Après avoir relu les avant-projets de révision constitutionnelle des deux consultations menées successivement sous la présidence de messieurs Abdelkader Bensalah et Ahmed Ouyahia, le Président Abdelaziz Bouteflika a ordonné au Gouvernement, lors du dernier Conseil des ministres, de compléter l'œuvre entamée en associant les partis et personnalités à une contribution devant aboutir au parachèvement des réformes institutionnelles.

C'est ce chantier qui va pouvoir donner prochainement l'avant-projet de mouture qui sera adopté en Conseil des ministres et transmis au Parlement réunissant les deux chambres.
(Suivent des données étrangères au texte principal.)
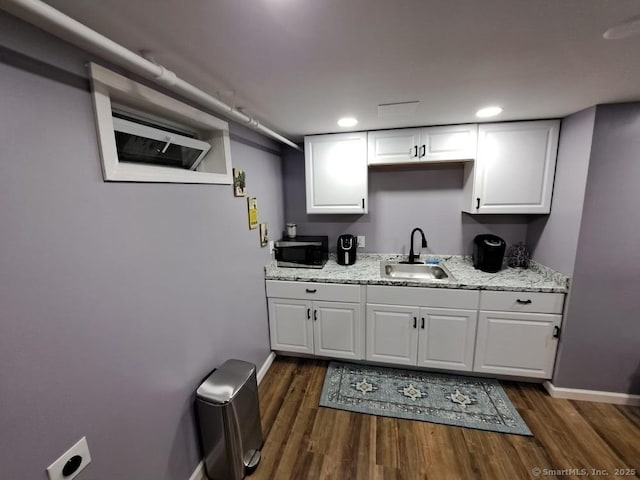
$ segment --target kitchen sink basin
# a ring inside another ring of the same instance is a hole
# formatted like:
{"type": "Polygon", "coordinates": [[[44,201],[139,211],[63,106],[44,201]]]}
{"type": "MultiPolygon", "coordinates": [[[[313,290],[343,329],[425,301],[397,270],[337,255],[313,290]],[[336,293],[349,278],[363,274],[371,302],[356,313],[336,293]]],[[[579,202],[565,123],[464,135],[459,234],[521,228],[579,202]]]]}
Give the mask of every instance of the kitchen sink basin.
{"type": "Polygon", "coordinates": [[[426,265],[424,263],[380,262],[382,278],[399,280],[434,281],[454,280],[453,275],[443,265],[426,265]]]}

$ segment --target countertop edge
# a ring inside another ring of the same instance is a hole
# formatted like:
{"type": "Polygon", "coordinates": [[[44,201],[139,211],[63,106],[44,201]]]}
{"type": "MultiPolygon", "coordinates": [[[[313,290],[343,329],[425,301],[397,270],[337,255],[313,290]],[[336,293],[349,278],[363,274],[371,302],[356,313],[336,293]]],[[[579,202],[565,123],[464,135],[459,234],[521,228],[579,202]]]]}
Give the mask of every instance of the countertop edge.
{"type": "MultiPolygon", "coordinates": [[[[266,267],[265,267],[266,269],[266,267]]],[[[473,285],[462,283],[436,283],[436,282],[405,282],[405,281],[388,281],[388,280],[362,280],[362,279],[323,279],[323,278],[306,278],[300,277],[282,277],[276,275],[267,275],[265,280],[273,280],[278,282],[306,282],[306,283],[332,283],[341,285],[382,285],[389,287],[420,287],[420,288],[451,288],[457,290],[488,290],[497,292],[538,292],[538,293],[568,293],[566,288],[558,287],[509,287],[501,285],[473,285]]]]}

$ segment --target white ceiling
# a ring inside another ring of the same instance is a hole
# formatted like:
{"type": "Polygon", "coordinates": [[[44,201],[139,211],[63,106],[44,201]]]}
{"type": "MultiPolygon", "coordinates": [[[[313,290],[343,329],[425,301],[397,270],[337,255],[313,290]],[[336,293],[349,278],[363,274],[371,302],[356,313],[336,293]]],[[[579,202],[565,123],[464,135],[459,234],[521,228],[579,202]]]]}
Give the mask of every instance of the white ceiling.
{"type": "Polygon", "coordinates": [[[563,117],[640,100],[639,0],[48,0],[265,125],[340,131],[563,117]],[[419,100],[379,118],[381,103],[419,100]]]}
Le Président l'a affirmé que « le projet de Constitution n'est nullement au service d'un pouvoir ou d'un régime, mais ambitionne à consolider les libertés et la démocratie pour lesquelles se sont sacrifiés les glorieux martyrs de la Révolution de Novembre ».

La confiance renouvelée du Président à ses proches collaborateurs pour accomplir cette mission de portée nationale tient aussi au charisme de ceux qui ont mené les premières consultations en les plaçant parmi les hommes de réflexion et d'action les plus sensibles à saisir les nuances des doctrines institutionnelles de ce XXIe siècle de par leurs longues expériences dans les rouages de l'Etat.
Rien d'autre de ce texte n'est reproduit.